Хильда спрыгнула с кровати, стала вещи свои с пола поднимать и, не одевшись, голая кинулась прочь, да еще дверью так хлопнула, что всех в доме перебудила, стала биться в свою комнату и орала:
— Агнес, открой дверь, открой, говорю, чего заперлась, дура косоглазая.
Агнес открыла, и вскоре все стихло. Волков лежал в кровати за глаз держался. А народ в людской переговаривался, обсуждал происшествие тихонько. И все, за исключением Сыча, Брунхильду осуждали, даже и, не зная из за чего шум был. Последнее время, не любили ее. Даже брат Ипполит стал ее побаиваться. Уж больно заносчива стала девка деревенская.
Зимняя темень отползла, серым небо стало. Едва рассвело, а на улице было многолюдно, снега почти не было, только грязь, холодная серая каша. И народ уже пьян. Мальчишки и те уже пьяны. Праздник же. Рождество! У Южных ворот столпотворение, сотни и сотни празднично одетых и уже чуть выпивших, не смотря на утро, людей.

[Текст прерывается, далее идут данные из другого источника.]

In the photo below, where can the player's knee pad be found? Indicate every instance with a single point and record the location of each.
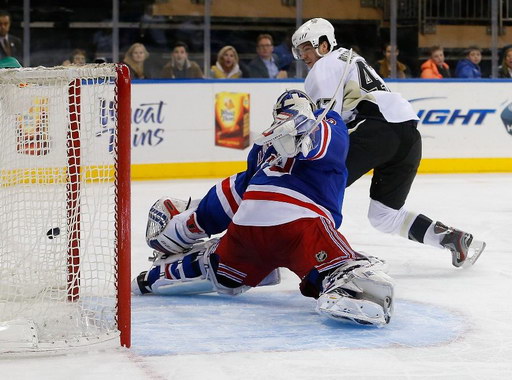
(389, 220)
(359, 291)
(172, 226)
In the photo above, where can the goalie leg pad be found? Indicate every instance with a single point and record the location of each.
(172, 227)
(358, 291)
(193, 273)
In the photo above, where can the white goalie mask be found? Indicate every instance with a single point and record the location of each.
(311, 31)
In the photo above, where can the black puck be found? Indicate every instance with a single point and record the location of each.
(53, 232)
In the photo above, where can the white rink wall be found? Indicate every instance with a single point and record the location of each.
(173, 125)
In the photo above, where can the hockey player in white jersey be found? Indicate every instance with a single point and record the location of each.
(383, 137)
(287, 209)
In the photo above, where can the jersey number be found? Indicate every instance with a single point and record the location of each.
(367, 80)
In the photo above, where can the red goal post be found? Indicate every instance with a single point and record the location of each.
(64, 207)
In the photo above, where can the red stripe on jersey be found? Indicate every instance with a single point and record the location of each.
(277, 197)
(226, 190)
(324, 143)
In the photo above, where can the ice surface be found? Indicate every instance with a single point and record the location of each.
(449, 323)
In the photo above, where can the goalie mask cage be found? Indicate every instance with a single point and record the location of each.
(64, 207)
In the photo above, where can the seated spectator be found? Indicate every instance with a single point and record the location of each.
(10, 46)
(180, 66)
(77, 58)
(383, 67)
(283, 51)
(227, 64)
(505, 70)
(435, 67)
(266, 64)
(469, 66)
(134, 58)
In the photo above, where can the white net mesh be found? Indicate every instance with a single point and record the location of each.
(57, 207)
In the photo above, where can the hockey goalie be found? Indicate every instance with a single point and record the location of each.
(283, 211)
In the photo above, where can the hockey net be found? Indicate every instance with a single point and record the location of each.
(64, 207)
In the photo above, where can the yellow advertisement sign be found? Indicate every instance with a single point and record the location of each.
(32, 136)
(232, 119)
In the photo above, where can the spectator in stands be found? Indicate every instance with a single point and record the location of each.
(505, 70)
(180, 67)
(10, 46)
(469, 66)
(266, 64)
(227, 66)
(134, 58)
(383, 67)
(283, 51)
(435, 67)
(77, 58)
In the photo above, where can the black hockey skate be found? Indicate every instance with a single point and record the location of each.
(465, 250)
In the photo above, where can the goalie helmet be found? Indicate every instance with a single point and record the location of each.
(291, 98)
(312, 31)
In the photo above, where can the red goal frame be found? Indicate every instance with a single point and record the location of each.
(123, 195)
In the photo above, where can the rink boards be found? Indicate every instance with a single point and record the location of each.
(466, 125)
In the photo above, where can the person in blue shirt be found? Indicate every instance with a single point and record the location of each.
(469, 66)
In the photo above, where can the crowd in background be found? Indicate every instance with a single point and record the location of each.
(269, 61)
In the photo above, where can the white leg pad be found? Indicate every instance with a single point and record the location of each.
(361, 294)
(388, 220)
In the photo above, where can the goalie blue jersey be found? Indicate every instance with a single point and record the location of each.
(272, 193)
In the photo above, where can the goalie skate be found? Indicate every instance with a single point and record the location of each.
(465, 250)
(358, 291)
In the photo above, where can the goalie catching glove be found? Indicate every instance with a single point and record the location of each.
(172, 226)
(293, 123)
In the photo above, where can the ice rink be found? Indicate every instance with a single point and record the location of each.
(449, 323)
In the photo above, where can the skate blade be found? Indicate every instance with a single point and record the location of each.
(475, 250)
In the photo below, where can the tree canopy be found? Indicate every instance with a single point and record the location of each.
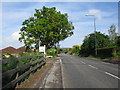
(112, 32)
(88, 46)
(47, 25)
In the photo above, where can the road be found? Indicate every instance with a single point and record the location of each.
(79, 72)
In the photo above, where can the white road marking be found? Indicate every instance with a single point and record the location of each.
(93, 66)
(112, 75)
(105, 63)
(83, 62)
(60, 61)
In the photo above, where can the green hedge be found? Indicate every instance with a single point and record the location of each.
(106, 52)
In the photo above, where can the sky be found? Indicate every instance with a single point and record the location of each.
(14, 13)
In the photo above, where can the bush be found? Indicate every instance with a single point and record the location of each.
(52, 52)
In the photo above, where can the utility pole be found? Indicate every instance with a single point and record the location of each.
(94, 32)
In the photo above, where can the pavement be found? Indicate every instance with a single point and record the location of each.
(70, 71)
(80, 72)
(53, 78)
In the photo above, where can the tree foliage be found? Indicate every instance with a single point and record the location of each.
(76, 49)
(47, 25)
(112, 32)
(88, 46)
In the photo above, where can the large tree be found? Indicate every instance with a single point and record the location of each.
(88, 46)
(112, 32)
(47, 25)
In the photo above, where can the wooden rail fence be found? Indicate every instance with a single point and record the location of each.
(14, 76)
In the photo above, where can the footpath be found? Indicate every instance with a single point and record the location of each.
(49, 76)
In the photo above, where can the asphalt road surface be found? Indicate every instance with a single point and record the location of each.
(79, 72)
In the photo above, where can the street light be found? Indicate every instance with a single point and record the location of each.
(95, 32)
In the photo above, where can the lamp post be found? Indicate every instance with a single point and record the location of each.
(94, 32)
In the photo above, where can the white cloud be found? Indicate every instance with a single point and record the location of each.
(96, 12)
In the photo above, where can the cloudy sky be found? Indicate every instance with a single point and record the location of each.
(14, 13)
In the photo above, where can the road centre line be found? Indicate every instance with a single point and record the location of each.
(93, 66)
(112, 75)
(83, 62)
(105, 63)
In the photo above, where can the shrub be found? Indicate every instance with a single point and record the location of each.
(52, 52)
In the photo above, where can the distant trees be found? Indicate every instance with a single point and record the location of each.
(112, 32)
(88, 46)
(47, 25)
(76, 49)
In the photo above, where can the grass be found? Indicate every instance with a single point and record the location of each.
(102, 58)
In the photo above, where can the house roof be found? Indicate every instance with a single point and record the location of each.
(12, 50)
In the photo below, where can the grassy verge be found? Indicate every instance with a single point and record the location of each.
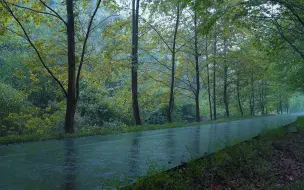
(273, 160)
(49, 136)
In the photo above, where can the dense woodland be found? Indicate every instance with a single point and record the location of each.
(81, 65)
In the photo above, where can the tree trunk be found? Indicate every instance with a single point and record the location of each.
(197, 71)
(171, 99)
(214, 72)
(252, 96)
(208, 79)
(135, 9)
(225, 78)
(71, 97)
(281, 107)
(238, 94)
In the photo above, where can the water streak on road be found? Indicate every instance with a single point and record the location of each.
(95, 162)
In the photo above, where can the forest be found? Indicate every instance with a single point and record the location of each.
(80, 66)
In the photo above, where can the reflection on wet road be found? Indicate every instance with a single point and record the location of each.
(94, 162)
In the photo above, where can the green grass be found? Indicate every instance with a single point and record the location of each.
(49, 136)
(246, 165)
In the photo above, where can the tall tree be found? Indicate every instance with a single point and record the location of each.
(197, 70)
(73, 82)
(171, 97)
(135, 12)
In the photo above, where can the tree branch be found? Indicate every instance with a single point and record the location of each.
(57, 15)
(36, 50)
(158, 33)
(84, 49)
(286, 39)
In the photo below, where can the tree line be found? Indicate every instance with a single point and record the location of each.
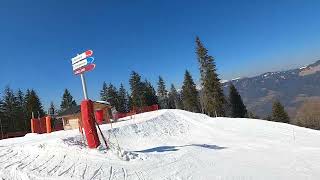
(209, 99)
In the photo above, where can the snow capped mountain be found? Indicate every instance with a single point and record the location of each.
(291, 87)
(168, 144)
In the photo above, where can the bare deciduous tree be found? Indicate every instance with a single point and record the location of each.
(308, 114)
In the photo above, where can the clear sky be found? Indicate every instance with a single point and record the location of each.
(39, 37)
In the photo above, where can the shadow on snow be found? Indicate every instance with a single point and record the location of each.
(176, 148)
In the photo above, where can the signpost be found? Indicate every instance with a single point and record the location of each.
(80, 64)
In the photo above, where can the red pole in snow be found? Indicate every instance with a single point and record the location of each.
(88, 121)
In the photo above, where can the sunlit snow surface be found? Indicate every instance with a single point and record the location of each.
(169, 144)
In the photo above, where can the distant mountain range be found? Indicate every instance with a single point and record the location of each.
(291, 87)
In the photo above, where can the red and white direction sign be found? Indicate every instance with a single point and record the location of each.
(81, 56)
(82, 63)
(89, 67)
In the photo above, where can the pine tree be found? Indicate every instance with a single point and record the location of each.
(162, 94)
(278, 113)
(123, 101)
(189, 94)
(112, 96)
(67, 101)
(174, 100)
(104, 92)
(238, 109)
(213, 97)
(137, 89)
(149, 94)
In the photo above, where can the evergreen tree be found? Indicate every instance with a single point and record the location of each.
(189, 94)
(278, 113)
(238, 109)
(123, 101)
(104, 92)
(112, 96)
(213, 97)
(174, 100)
(162, 94)
(149, 94)
(67, 101)
(137, 89)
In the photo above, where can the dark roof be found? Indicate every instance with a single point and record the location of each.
(72, 110)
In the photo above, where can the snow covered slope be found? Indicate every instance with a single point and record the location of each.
(169, 144)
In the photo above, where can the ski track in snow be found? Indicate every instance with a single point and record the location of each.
(169, 144)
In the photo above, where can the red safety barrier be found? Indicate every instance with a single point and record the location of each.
(41, 125)
(99, 116)
(12, 134)
(88, 123)
(34, 125)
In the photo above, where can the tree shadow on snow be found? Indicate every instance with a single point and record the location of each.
(176, 148)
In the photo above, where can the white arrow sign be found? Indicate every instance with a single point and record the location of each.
(81, 56)
(82, 63)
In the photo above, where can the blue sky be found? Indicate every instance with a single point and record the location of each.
(38, 38)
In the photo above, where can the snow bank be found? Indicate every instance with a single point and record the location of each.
(169, 144)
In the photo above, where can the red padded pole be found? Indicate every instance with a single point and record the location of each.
(99, 116)
(33, 125)
(89, 123)
(48, 124)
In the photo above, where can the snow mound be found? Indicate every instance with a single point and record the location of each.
(168, 144)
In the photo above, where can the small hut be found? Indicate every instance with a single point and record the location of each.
(71, 118)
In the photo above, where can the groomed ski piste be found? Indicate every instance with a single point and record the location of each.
(169, 144)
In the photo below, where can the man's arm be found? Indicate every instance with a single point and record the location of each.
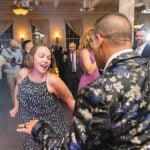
(90, 126)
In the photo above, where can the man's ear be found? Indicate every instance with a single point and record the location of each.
(100, 39)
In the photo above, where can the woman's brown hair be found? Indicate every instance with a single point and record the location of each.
(30, 57)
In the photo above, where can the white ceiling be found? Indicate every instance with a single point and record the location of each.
(63, 6)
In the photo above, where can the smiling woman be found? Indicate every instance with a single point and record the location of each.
(38, 93)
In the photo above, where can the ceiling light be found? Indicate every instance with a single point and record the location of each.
(20, 11)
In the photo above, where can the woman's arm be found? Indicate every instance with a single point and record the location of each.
(22, 73)
(58, 87)
(88, 66)
(14, 110)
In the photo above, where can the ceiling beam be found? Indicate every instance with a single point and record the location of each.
(57, 3)
(94, 3)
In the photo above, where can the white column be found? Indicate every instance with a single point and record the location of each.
(127, 7)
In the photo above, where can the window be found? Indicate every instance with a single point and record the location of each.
(71, 36)
(6, 37)
(37, 36)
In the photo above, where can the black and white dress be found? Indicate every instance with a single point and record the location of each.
(35, 102)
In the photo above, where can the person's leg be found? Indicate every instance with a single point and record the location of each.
(11, 80)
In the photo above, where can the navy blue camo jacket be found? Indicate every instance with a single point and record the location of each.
(112, 113)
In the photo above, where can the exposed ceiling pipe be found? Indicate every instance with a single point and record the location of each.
(94, 3)
(57, 3)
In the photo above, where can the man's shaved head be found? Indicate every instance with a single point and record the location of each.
(115, 27)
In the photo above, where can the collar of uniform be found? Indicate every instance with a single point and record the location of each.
(114, 56)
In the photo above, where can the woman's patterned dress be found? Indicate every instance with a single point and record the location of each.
(36, 102)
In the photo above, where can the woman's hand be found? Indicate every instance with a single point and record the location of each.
(26, 127)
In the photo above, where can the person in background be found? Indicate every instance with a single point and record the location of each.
(113, 112)
(2, 65)
(26, 46)
(143, 47)
(38, 95)
(87, 60)
(14, 58)
(72, 71)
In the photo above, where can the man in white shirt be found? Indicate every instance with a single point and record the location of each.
(143, 48)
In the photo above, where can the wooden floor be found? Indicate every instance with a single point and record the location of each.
(9, 138)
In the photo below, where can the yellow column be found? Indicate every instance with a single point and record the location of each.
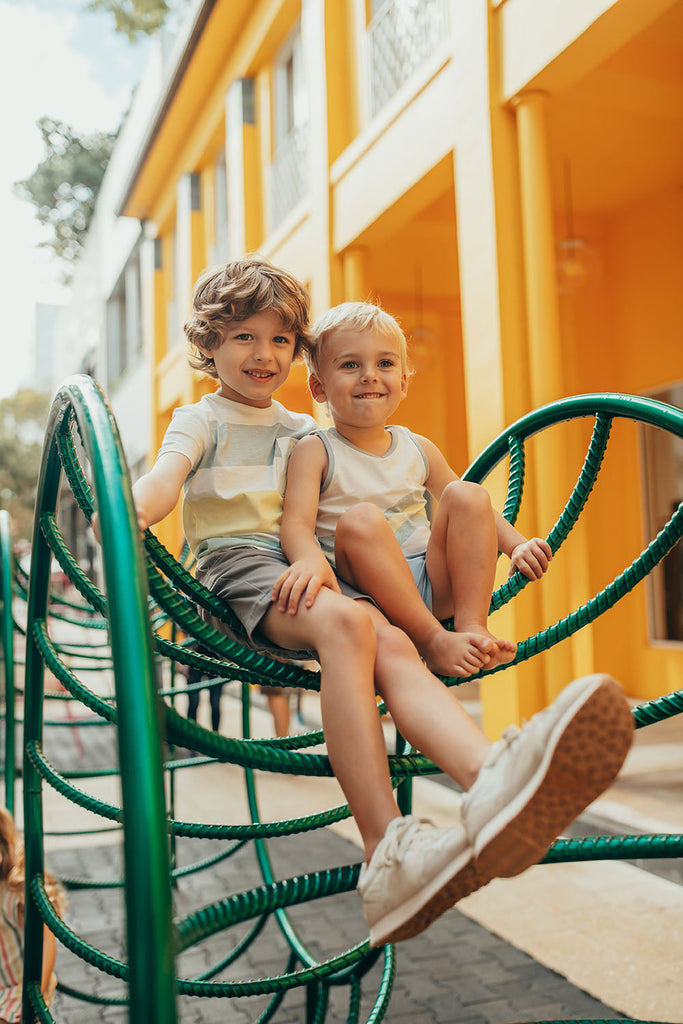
(353, 271)
(539, 243)
(548, 478)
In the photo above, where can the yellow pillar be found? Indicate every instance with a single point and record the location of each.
(539, 243)
(548, 474)
(353, 273)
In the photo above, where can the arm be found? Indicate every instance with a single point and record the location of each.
(309, 569)
(531, 557)
(157, 493)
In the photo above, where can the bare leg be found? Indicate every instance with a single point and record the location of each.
(461, 563)
(342, 634)
(426, 712)
(368, 556)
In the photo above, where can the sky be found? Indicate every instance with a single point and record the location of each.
(61, 60)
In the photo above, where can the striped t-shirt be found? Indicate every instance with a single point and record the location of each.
(393, 481)
(239, 455)
(11, 955)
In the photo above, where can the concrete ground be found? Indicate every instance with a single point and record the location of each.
(597, 940)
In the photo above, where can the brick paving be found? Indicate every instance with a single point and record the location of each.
(456, 973)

И музыканты тут. Пищат разнообразные флейты, барабанщики, разминаясь, нехотя как бы, бью в огромные военные барабаны. И трубы, длинные, медные, трубачи в яркой одежде балуются: нет-нет, да и дунет в нее, и заревет она. На поле в сражении, они конечно нужны, а тут в городе, кони пугаются, и хоть уши затыкай. Честные горожане в своих лучших одеждах распивают вино прямо на улице, и жены их пьют, не стесняются. И распятия в рост человеческий стоят, ждут своего часа, когда поднимут их и понесут. И иконы огромные, украшенные лентами. Тоже ждут.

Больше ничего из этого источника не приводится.